Fr Tom Whelan, who advises the Irish bishops’ conference on liturgy, told The Irish Catholic that weekday Communion services in the absence of Mass should be “discouraged, rather than encouraged”.

“It is difficult to envisage a parish situation in Ireland that would justify the distribution of Communion outside of Mass on a weekday morning,” Fr Whelan said.

Instead, he called on the Church to recommend that laypeople lead “alternative weekday celebrations”. Such celebrations could include the Liturgy of the Word, morning and evening prayer and short exposition of the Blessed Sacrament with prayers, he suggested. However, a Communion service would be suitable in the context of a nursing home if a priest were not available to say Mass.

Dissappoint

The proposal will disappoint some laypeople who have taken on the role of leading Communion services in parishes where priests are unavailable.

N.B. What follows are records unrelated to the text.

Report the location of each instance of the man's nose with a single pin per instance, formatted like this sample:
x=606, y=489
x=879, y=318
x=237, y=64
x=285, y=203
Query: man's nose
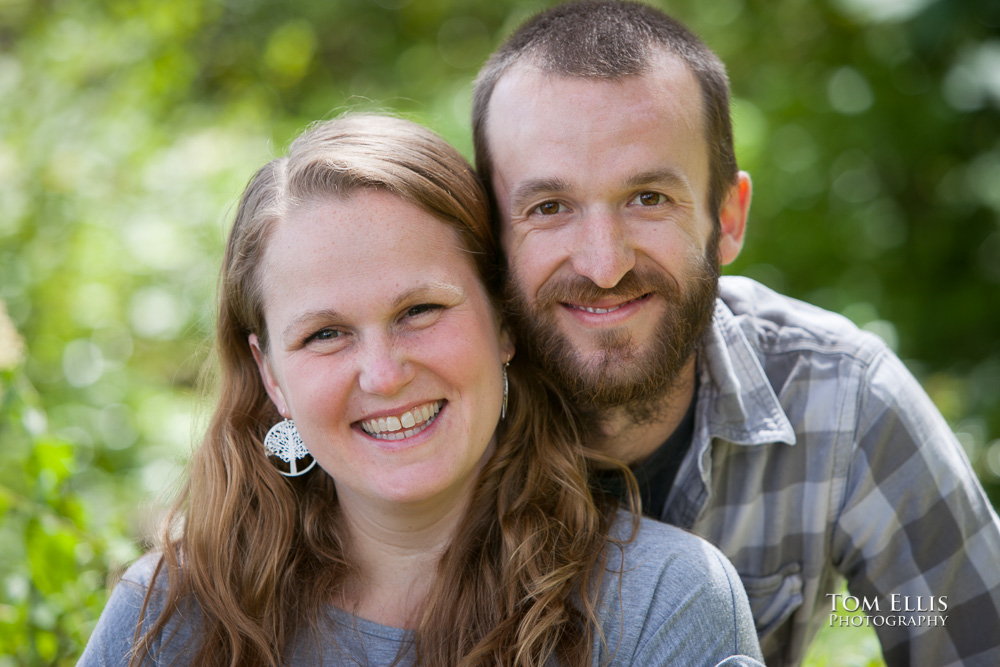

Fr Michael Mullaney, professor of canon law at St Patrick’s College, Maynooth, said he hoped the Irish bishops would consider adopting norms so that parishioners would be clearer on when a weekday Communion service without a priest might be appropriate.

He noted that, while the Church might permit suc services on a number of occasions, “the competence to decide this matter is the responsibility of the diocesan bishop”.

If the bishop does permit Holy Communion to be distributed at these celebrations, Fr Mullaney said that general and particular norms must be laid down regulate such gatherings. “The diocesan bishop must issue general or particular diocesan norms or implement the norms of the Episcopal Conference, if they exist,” he said.

Justify

Prof. Mullaney said the conditions which would justify having weekday Communion services currently did not exist in Ireland”, based on the law and documents of the Church, but he hoped their publication would be considered.

“Any such weekday celebration in Ireland at this time would be contrary to good pastoral practice,” the canon lawyer said.

Fr Whelan said: “The most appropriate short-term pastoral solution is not to be found in the distribution of Communion on weekdays.

“The best pastoral practice would be to assist communities to understand the difference between this form of service and Eucharistic celebration, and to do all that can be done to facilitate communities to become places of communal prayer daily,” he said.